Transform raw datasets into purpose-built data through descent-ascent methodology
Project description
Intuitiveness
Transform raw, complex datasets into purpose-built data that directly answers your questions.
Intuitiveness is a Python package implementing the descent-ascent methodology for dataset transformation, backed by peer-reviewed research. It helps data scientists and analysts simplify messy data, extract core insights, and rebuild enriched datasets with exactly the dimensions they need.
🎯 What is Intuitiveness?
Traditional data workflows force you to work with whatever structure you're given. Intuitiveness flips this: you define the question first, then the data follows.
The Descent-Ascent Cycle
-
Descent (L4 → L0): Strip away complexity to find the core truth
- Raw tabular data → Knowledge graph → Categories → Features → Single datum
-
Ascent (L0 → L3): Rebuild with YOUR intent, adding only relevant dimensions
- Single datum → Features → YOUR categories → YOUR relationships → Purpose-built dataset
The 5 Levels of Abstraction
| Level | Name | Description | Example |
|---|---|---|---|
| L4 | Raw Dataset | Original tabular data | students.csv with 50 columns |
| L3 | Entity Graph | Knowledge graph of relationships | Student → School → District |
| L2 | Domain Categories | Grouped by semantic domains | Urban/Rural schools |
| L1 | Feature Vector | Unified numeric representation | [85.5, 320, 0.42, ...] |
| L0 | Core Datum | Single atomic value | Average score: 85.5 |
⚡ Quick Start
Installation
# Core package (descent/ascent operations)
pip install intuitiveness
# With quality assessment (TabPFN-based)
pip install intuitiveness[quality]
# With Neo4j knowledge graphs
pip install intuitiveness[neo4j]
# With data discovery (data.gouv.fr search)

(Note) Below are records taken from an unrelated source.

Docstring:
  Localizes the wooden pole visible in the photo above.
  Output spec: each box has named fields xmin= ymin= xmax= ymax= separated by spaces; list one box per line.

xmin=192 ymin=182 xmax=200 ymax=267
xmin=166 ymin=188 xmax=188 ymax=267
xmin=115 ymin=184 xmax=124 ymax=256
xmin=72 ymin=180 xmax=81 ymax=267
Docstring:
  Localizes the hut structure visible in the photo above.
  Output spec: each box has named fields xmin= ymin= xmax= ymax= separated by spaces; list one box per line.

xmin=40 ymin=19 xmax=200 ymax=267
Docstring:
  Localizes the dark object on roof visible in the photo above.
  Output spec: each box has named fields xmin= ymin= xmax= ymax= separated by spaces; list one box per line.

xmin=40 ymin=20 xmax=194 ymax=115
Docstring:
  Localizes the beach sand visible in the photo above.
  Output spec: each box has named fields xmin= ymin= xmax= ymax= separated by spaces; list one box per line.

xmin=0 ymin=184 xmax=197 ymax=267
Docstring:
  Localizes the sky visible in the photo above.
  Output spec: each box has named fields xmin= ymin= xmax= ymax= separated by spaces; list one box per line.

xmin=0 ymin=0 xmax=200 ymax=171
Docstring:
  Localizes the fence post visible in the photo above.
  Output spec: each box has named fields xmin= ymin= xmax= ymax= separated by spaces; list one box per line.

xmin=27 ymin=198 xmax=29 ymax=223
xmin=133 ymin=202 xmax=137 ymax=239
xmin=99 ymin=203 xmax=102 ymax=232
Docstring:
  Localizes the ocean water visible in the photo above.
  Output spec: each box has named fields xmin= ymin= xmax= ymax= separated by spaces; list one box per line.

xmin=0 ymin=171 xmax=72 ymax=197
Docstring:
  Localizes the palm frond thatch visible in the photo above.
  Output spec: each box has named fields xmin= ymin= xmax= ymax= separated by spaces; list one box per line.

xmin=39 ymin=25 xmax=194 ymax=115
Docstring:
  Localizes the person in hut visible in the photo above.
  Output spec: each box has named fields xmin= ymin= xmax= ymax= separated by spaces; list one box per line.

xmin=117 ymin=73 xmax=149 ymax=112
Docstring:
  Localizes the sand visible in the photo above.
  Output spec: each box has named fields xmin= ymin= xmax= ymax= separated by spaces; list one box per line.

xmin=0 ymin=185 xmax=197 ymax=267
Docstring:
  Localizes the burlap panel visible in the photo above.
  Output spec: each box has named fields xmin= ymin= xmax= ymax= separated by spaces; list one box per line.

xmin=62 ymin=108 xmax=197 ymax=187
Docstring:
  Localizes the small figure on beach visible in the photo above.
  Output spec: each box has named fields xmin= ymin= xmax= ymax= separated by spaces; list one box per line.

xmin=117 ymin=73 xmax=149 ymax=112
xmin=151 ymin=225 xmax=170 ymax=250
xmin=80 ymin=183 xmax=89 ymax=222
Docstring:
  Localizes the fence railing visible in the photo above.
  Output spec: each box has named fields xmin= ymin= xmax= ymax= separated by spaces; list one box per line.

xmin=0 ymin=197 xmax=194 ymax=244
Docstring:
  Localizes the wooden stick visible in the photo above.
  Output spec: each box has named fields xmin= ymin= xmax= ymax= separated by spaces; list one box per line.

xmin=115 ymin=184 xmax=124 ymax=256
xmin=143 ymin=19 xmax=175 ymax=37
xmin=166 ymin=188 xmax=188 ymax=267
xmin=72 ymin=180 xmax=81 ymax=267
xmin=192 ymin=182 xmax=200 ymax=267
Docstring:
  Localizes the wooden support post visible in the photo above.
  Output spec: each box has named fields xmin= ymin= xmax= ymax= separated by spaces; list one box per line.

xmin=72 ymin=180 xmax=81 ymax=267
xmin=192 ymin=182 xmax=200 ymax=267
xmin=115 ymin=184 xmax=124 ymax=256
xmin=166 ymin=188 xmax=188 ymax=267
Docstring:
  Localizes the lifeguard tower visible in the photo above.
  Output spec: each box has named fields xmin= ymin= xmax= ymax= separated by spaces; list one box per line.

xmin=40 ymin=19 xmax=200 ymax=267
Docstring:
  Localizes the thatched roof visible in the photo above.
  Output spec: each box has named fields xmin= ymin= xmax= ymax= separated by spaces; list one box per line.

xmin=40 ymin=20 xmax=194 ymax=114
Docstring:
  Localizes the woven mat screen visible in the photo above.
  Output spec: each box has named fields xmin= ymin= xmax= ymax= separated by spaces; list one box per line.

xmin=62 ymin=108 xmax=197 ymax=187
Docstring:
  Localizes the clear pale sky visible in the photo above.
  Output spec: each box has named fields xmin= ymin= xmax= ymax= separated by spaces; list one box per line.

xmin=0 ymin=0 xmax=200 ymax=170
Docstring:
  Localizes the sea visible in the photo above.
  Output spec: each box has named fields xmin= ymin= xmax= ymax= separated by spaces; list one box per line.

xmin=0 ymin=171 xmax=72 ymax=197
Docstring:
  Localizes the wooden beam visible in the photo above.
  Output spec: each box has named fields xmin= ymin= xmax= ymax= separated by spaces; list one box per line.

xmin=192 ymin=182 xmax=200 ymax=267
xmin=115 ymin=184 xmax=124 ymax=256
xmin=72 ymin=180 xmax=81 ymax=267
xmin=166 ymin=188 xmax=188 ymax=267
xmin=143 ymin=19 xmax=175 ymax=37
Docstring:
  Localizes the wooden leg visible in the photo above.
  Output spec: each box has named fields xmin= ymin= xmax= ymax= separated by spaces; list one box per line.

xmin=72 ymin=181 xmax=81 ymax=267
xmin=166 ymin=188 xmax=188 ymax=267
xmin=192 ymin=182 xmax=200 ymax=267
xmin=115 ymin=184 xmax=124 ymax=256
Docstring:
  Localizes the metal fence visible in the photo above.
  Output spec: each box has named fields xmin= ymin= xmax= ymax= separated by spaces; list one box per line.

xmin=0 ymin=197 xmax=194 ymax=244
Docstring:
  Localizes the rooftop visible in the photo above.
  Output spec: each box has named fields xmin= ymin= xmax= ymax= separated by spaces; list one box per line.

pip install intuitiveness[discovery]
# Full features (includes Streamlit app)
pip install intuitiveness[all]
Basic Usage
Quality Assessment (TabPFN)
import pandas as pd
from intuitiveness import assess_quality
# Load your dataset
df = pd.read_csv("data.csv")
# Quick quality assessment
report = assess_quality(df, target_column="label")
print(f"Usability Score: {report.usability_score:.2f}")
print(f"Data Completeness: {report.completeness:.2f}")
print(f"Feature Diversity: {report.diversity:.2f}")
# Get improvement suggestions
for suggestion in report.suggestions:
print(f"- {suggestion.type}: {suggestion.description}")
Descent-Ascent Cycle
from intuitiveness import (
Level4Dataset,
ComplexityLevel,
descend,
ascend
)
import pandas as pd
# Start with raw data
df = pd.read_csv("schools_data.csv")
l4 = Level4Dataset({"raw": df})
# Descend to core truth
l0 = descend(l4, ComplexityLevel.LEVEL_0,
operation="mean",
target_column="score")
print(f"Core datum: {l0.data}") # {'average_score': 85.5}
# Ascend with YOUR dimensions
l3 = ascend(l0, ComplexityLevel.LEVEL_3,
enrichments=["region", "school_type", "funding_level"])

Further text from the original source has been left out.